One of the coolest things you can witness while watching live baseball is the so-called splash hit.

It’s also one of the rarest events to experience at the ballgame.

Splash-making home runs are of course only possible at the ballparks that are next to a body of water.

The most famous among those are the PNC Park in Pittsburgh, next to the Allegheny River, or Oracle Park in San Francisco, which sits next to the McCovey Cove.

Besides, there are several Minor League and amateur baseball fields that also provide their visitors a chance to witness splash hits.

Watching these majestic homers fly over the wall and into the river or the sea, one can’t help but wonder what happens to those balls.

Do baseballs float or sink?

Below, I’ll try to answer that question and explain what happens to a baseball once it hits the water.

Do Baseballs Float?

If you’ve ever watched a game from Oracle Park or PNC Park on TV or maybe just checked the splash hits highlights on YouTube, you’ve probably noticed people in kayaks or even swimmers in the water next to these ballparks,

As soon as the homer starts heading for the water, these people race to reach the ball and get themselves a cool souvenir.

Some years ago, teams even had trained dogs, retrievers mostly, who would swim and retrieve the ball from the water.

If the ball sank immediately, this wouldn’t be possible. So we know for a fact, because we can see it with our own eyes, that the baseballs float in water.

However, these souvenir hunters pick the ball up almost immediately, so we only know that the ball initially floats, but not for how long.

The inside of the baseball, cork center wound in the yarn, is fairly buoyant and helps the ball stay above the water.

In addition, a leather shield keeps the water out from the center of the ball, at least for some time.
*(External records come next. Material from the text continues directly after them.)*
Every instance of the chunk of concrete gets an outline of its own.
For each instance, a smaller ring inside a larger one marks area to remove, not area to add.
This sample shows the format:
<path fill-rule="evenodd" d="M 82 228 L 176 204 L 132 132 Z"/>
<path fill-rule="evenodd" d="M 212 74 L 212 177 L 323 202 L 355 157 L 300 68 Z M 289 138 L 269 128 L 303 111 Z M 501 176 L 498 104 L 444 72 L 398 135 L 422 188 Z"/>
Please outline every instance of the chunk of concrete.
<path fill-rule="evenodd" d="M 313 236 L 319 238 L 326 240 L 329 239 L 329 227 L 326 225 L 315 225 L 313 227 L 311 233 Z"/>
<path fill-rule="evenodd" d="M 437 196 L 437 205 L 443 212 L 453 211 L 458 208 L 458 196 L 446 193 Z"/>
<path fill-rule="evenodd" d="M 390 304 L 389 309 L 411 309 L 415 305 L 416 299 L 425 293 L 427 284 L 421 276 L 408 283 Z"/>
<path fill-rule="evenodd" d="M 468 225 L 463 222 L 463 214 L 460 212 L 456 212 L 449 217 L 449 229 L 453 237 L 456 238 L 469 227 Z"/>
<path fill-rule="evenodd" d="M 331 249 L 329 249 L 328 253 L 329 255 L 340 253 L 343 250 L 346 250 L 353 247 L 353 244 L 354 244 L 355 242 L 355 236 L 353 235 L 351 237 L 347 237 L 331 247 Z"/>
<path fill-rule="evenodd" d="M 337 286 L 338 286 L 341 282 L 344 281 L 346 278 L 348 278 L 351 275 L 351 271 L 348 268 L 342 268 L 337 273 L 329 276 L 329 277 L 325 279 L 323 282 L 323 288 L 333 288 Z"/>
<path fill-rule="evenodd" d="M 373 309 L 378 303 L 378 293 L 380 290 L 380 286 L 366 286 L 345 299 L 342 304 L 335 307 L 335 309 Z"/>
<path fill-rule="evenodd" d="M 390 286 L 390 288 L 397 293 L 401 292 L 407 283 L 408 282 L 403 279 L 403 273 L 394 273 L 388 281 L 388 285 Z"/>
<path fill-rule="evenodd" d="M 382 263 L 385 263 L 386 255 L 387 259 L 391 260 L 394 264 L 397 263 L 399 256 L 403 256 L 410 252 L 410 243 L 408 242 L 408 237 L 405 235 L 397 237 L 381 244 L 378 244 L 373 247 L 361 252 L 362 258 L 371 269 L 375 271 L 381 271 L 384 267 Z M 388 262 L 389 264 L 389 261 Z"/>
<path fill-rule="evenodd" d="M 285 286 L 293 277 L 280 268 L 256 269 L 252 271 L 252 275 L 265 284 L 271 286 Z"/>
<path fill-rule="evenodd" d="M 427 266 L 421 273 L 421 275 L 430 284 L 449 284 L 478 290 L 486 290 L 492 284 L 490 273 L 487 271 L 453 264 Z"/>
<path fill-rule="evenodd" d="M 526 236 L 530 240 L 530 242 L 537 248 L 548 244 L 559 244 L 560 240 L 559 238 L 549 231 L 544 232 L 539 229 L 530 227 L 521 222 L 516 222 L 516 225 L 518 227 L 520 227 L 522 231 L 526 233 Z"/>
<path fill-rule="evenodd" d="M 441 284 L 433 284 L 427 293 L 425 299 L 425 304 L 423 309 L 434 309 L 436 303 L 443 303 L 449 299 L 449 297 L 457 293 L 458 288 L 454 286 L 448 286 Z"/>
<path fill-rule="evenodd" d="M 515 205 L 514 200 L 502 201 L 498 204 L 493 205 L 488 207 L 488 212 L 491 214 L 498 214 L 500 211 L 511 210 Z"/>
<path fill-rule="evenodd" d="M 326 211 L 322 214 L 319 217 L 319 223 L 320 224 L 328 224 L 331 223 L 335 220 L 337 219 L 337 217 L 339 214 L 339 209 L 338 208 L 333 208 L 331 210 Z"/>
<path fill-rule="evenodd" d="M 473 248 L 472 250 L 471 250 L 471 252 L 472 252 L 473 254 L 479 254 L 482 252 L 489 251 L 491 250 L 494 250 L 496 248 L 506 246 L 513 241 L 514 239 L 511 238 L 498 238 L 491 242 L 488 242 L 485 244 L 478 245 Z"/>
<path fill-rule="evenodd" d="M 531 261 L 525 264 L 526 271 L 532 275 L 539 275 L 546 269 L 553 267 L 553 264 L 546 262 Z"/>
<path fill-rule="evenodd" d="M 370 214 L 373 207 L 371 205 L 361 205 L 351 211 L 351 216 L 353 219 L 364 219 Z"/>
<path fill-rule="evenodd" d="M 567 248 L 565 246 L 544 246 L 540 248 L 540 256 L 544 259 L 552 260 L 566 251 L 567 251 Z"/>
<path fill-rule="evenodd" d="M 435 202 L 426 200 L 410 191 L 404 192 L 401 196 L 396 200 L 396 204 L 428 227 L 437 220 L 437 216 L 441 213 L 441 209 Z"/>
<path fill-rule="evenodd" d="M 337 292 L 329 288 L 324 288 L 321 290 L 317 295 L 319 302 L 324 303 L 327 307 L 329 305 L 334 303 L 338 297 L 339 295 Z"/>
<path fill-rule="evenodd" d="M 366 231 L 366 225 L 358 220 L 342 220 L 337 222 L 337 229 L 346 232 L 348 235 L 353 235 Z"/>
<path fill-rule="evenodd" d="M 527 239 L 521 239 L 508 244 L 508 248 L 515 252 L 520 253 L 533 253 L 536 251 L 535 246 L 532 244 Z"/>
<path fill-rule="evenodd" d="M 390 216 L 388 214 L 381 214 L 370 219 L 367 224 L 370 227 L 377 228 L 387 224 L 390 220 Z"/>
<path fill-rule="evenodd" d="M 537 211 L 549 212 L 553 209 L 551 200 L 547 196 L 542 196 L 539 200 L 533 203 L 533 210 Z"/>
It’s simple physics at work.

When the volume of the water displaced by a certain object is less than its weight, the object will flow.

A Baseball falling into the river or the sea replaces more water than its weight, so, therefore, it floats.

At least most of the time.

How Long do Baseballs Float?

So the answer to the question “do baseballs float” is yes.

Still, they can’t stay afloat for too long.

Despite the tightly packed inside and the protective cover made of leather, baseballs rarely float for more than a minute.

So, kayakers and swimmers waiting for the ball on the other side of the wall have to react really fast.

After it stays above the water for a short period of time, the baseball will start to absorb water.

Even though parts of leather covering are tightly stitched together, the water is bound to break into the interior of the ball sooner rather than later.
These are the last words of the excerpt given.